The recent agreement between the state Legislature and Count My Vote (CMV) has been criticized by supporters on both sides. Those who defend the current caucus/convention system say the Legislature caved in to CMV pressure; those who worked to gather CMV signatures in order to eliminate that system complain that the group’s leaders abandoned the fight just as it was on the brink of success. Here’s my take.
Legislators who opposed CMV but believed it was likely to pass anyway decided to try to negate its effect through legislation. That backfired on them; the outcry that resulted was so immediate and strong that they realized that their position was deteriorating badly. That made them anxious for a deal.
On the CMV side, its leaders knew they weren’t yet home free. The 102,000 signatures they had collected were impressive and appeared to exceed the number needed to put the initiative on the ballot, but experience in other initiatives showed them that 20 to 30 percent of the signatures they had would be ruled invalid for some reason. They needed another 20,000 to 30,000 before April 15 to be safe. Also, they needed to have the signatures match predetermined levels in at least 26 of the state’s 29 Senate districts, which was still to be done. That made them willing to listen.

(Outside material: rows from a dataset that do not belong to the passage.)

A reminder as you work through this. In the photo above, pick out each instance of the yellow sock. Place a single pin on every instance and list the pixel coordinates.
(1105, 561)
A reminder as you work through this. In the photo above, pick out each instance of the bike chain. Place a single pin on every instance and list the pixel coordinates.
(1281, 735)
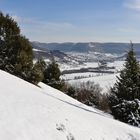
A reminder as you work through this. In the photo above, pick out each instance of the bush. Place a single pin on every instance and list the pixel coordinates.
(52, 76)
(90, 94)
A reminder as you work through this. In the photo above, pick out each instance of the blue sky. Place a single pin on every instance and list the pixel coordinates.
(76, 20)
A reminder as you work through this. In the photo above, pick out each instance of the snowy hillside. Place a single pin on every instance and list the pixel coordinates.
(28, 112)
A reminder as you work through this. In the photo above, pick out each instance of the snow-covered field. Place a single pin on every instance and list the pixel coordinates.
(28, 112)
(105, 80)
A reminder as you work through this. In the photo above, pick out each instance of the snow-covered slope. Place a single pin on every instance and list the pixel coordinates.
(28, 112)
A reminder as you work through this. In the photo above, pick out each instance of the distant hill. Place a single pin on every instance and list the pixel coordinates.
(88, 47)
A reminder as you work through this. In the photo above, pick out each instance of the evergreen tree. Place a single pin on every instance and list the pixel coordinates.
(126, 90)
(16, 55)
(52, 76)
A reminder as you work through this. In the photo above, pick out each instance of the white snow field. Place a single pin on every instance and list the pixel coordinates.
(28, 112)
(105, 81)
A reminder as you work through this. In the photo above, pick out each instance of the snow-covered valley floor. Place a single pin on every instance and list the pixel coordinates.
(28, 112)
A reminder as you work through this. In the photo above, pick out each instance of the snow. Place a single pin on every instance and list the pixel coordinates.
(28, 112)
(104, 80)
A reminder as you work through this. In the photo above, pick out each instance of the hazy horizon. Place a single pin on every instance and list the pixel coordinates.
(76, 20)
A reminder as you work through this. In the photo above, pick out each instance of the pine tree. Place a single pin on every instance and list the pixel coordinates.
(16, 55)
(126, 90)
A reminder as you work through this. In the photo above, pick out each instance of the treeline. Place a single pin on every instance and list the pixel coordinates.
(16, 56)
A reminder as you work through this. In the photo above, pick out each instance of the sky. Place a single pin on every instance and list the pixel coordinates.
(76, 20)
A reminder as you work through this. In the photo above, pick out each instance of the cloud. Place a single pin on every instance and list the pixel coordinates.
(132, 4)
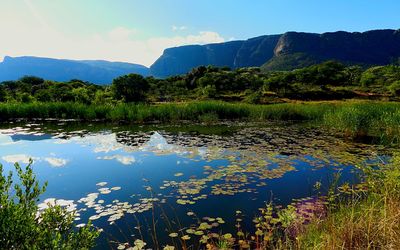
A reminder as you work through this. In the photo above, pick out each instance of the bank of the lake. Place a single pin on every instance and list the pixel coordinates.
(377, 119)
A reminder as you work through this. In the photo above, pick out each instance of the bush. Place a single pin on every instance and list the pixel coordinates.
(22, 226)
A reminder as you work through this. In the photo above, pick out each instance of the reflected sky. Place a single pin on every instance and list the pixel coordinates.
(110, 176)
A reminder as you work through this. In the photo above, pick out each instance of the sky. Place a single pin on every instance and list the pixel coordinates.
(138, 31)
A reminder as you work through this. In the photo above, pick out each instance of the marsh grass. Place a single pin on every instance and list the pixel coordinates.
(354, 119)
(371, 221)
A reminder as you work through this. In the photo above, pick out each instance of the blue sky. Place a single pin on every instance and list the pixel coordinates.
(138, 31)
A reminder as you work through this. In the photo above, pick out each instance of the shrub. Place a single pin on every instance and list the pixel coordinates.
(22, 226)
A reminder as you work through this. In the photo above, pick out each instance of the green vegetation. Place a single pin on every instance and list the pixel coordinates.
(370, 220)
(356, 119)
(23, 226)
(326, 81)
(363, 216)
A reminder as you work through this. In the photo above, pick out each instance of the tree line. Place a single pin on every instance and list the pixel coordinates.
(329, 80)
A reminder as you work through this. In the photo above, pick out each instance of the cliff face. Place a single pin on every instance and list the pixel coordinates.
(100, 72)
(179, 60)
(284, 52)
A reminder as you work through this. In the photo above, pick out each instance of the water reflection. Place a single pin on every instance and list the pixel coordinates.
(110, 175)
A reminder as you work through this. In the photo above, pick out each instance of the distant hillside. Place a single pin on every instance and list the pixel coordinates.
(100, 72)
(285, 52)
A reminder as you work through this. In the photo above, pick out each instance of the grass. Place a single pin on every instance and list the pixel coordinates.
(352, 118)
(371, 221)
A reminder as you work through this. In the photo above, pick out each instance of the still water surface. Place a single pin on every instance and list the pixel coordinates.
(117, 175)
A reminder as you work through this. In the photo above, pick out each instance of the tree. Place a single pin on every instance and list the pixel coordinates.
(130, 88)
(22, 226)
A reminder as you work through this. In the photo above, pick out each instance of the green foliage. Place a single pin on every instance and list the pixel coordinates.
(130, 88)
(22, 226)
(366, 220)
(394, 88)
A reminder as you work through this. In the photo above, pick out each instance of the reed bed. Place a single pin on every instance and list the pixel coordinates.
(352, 118)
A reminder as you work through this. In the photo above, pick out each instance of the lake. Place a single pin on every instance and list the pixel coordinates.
(140, 181)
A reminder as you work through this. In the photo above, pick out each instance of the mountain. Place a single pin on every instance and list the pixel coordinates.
(285, 52)
(94, 71)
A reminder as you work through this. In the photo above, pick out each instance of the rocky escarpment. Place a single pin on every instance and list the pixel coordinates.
(94, 71)
(284, 52)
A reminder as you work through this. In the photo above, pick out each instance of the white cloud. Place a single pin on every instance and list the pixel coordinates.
(20, 158)
(119, 44)
(178, 28)
(126, 160)
(56, 162)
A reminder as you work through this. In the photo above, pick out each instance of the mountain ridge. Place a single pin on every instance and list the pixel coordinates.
(95, 71)
(285, 51)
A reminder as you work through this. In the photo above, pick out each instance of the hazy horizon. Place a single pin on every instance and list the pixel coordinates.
(138, 32)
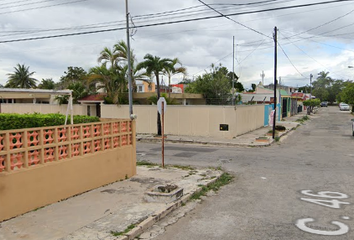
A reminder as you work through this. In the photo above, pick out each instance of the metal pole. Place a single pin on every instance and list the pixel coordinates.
(233, 70)
(275, 78)
(163, 132)
(129, 64)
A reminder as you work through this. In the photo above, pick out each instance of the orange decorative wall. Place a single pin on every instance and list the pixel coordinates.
(40, 166)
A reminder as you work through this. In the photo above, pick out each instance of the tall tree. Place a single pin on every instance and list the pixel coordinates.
(214, 85)
(173, 71)
(156, 66)
(113, 80)
(72, 75)
(47, 84)
(108, 55)
(21, 78)
(347, 94)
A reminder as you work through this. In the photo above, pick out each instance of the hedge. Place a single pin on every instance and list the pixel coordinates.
(9, 121)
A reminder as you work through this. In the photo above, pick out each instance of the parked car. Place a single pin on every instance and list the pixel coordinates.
(344, 107)
(324, 104)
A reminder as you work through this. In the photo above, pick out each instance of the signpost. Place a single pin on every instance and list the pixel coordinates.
(161, 108)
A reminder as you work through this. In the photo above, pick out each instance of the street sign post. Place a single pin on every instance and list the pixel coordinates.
(161, 108)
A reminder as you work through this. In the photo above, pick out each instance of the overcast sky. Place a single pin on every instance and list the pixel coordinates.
(314, 38)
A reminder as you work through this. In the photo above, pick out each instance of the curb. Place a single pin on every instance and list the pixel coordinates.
(160, 214)
(147, 140)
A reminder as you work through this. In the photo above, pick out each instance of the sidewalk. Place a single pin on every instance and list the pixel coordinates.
(256, 138)
(113, 208)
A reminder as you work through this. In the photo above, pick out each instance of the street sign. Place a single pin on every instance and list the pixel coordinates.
(161, 101)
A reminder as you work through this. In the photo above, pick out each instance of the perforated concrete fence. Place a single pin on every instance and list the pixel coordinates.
(40, 166)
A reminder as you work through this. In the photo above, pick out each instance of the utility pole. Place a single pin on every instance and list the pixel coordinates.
(130, 83)
(233, 70)
(275, 76)
(311, 76)
(262, 76)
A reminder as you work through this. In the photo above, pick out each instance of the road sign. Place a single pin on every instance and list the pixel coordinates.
(161, 101)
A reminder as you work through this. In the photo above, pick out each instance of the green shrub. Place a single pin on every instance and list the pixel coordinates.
(10, 121)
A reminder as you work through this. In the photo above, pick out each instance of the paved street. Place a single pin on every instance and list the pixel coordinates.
(300, 188)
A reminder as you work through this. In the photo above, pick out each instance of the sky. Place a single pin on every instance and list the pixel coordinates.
(311, 39)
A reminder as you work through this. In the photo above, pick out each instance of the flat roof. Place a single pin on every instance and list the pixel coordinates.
(24, 90)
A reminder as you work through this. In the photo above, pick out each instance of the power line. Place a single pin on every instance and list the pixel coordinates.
(243, 25)
(41, 7)
(286, 55)
(324, 24)
(170, 22)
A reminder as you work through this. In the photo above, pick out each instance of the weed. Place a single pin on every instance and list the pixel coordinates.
(130, 227)
(224, 179)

I don’t know who first approached whom, but “win-win” was declared because each side achieved its most important goal. The legislators kept the caucus/convention structure and CMV got an open primary. Since that means that there will now be two different ways whereby candidates can get their names on a primary ballot, the key question becomes, “Which one will they choose?”
In races for senator, congressman and governor, my answer is clearly, “CMV.” Do the math.
Under CMV, one can qualify for the primary by obtaining signatures, with the number required based on the size of the constituency involved. Doing that in the most expensive way possible in a statewide race, ignoring volunteers and using only paid gatherers, a candidate would have to pay something less than $75,000. By comparison, it cost me $750,000 to get through the convention in 1992, and I wasn’t the biggest spender. I’m sure Jon Huntsman Jr. spent well over that amount in 2004 and Orrin Hatch set the record for convention spending in 2012 at roughly $4 million. Using the CMV instead of the present convention method to get to the primary is so cost effective that I doubt that we will ever see a competitive statewide race in a convention again.
If I’m right, that means that campaign activity on behalf of potential governors, senators and congressmen will be absent from future caucuses, leaving them with the residual function of electing delegates to vote on candidates for the state Legislature. The number of people willing to go to a caucus for that purpose will likely go down and the delegates chosen there will likely be even less representative of the voting public than now. Faced with that situation, candidates for the state Legislature could — and I believe most would — shift to the CMV process themselves. The present system can’t compete with one that candidates see as cheaper and voters see as fairer.
So, if they are patient, the CMV signature gatherers will see that they did not waste their time after all. As a result of their efforts, the Legislature has passed a bill that has put Utah’s convention on a path taken by other states, where convention actions have become non-binding recommendations only. In a few years, today’s “win-win” will have morphed into tomorrow’s “CMV win.”
Robert Bennett, former U.S. senator from Utah, is a part-time teacher, researcher and lecturer at the University of Utah’s Hinckley Institute of Politics.